The US Food and Drug Administration (FDA) has granted orphan drug designation (ODD) for AstraZeneca’s Fasenra (benralizumab) to treat eosinophilic granulomatosis with polyangiitis (EGPA), a rare autoimmune disease that can cause damage to multiple organs and tissues.
Fasenra is AstraZeneca’s first respiratory biologic. The treatment was developed with the company’s global biologics research and development arm MedImmune and is in-licensed from BioWa.
AstraZeneca chief medical officer and global medicines development executive vice-president Sean Bohen said: “EGPA is a rare, but debilitating inflammatory disease and patients with the disease typically have very high levels of eosinophils.
“Our clinical trials for Fasenra in severe, eosinophilic asthma show it depletes eosinophils and we are exploring the potential of this medicine to address unmet medical needs in other eosinophil-driven diseases.”
AstraZeneca’s first respiratory biologic Fasenra is a monoclonal antibody that binds directly to IL-5 receptor α on eosinophils and attracts natural killer cells to induce rapid, as well as near-complete depletion of eosinophils through apoptosis.
Fasenra is currently approved as an add-on maintenance treatment in severe, eosinophilic asthma in the US, EU, Japan, and several other jurisdictions.
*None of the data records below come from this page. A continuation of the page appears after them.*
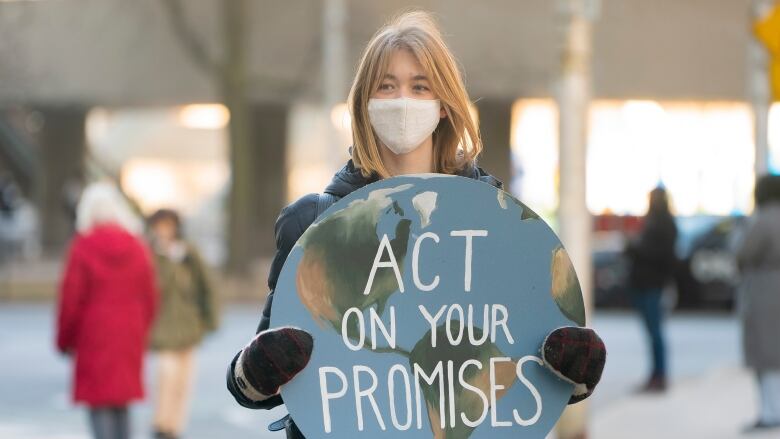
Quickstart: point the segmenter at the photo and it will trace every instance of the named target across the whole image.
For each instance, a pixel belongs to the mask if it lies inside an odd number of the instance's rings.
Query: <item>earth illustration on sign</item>
[[[573,386],[544,367],[584,326],[548,225],[487,183],[381,180],[327,209],[290,252],[272,327],[314,337],[282,397],[307,438],[544,438]]]

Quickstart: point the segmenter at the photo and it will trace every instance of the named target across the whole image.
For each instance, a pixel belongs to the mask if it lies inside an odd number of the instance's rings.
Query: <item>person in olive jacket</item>
[[[179,215],[161,209],[148,223],[161,295],[150,342],[158,360],[154,430],[156,438],[168,439],[184,428],[195,348],[217,329],[218,310],[200,255],[182,239]]]
[[[758,381],[759,413],[751,427],[780,430],[780,176],[759,178],[755,197],[737,251],[742,348]]]

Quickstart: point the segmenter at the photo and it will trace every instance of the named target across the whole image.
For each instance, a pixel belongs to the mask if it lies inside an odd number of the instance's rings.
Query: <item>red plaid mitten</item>
[[[248,398],[261,401],[279,392],[309,363],[314,340],[291,327],[257,334],[236,362],[236,383]]]
[[[594,330],[567,326],[547,335],[542,359],[559,378],[574,384],[569,404],[575,404],[590,396],[601,380],[607,348]]]

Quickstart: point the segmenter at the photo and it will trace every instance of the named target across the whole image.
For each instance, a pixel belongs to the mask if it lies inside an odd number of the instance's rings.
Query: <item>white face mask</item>
[[[438,99],[369,99],[368,118],[390,151],[406,154],[417,149],[439,124]]]

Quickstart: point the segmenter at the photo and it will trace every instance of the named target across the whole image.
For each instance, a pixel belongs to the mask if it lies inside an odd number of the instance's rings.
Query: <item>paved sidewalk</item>
[[[663,395],[630,395],[593,414],[591,439],[780,439],[780,429],[745,434],[757,392],[748,371],[719,369]]]

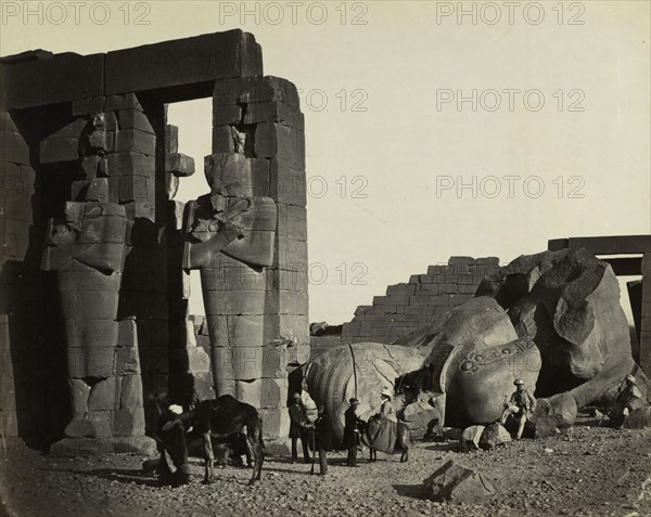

Further regulatory reviews are ongoing.
Where approved, the biologic is available as a fixed-dose subcutaneous injection through a prefilled syringe given once every four weeks for the first three doses. Later on, it will be administered once every eight weeks.
The company has not yet started Phase III trials for Fasenra in EGPA, which was formerly known as Churg-Strauss Syndrome. It is characterised by inflammation of blood vessels and the presence of elevated levels of a type of white blood cell known as eosinophils.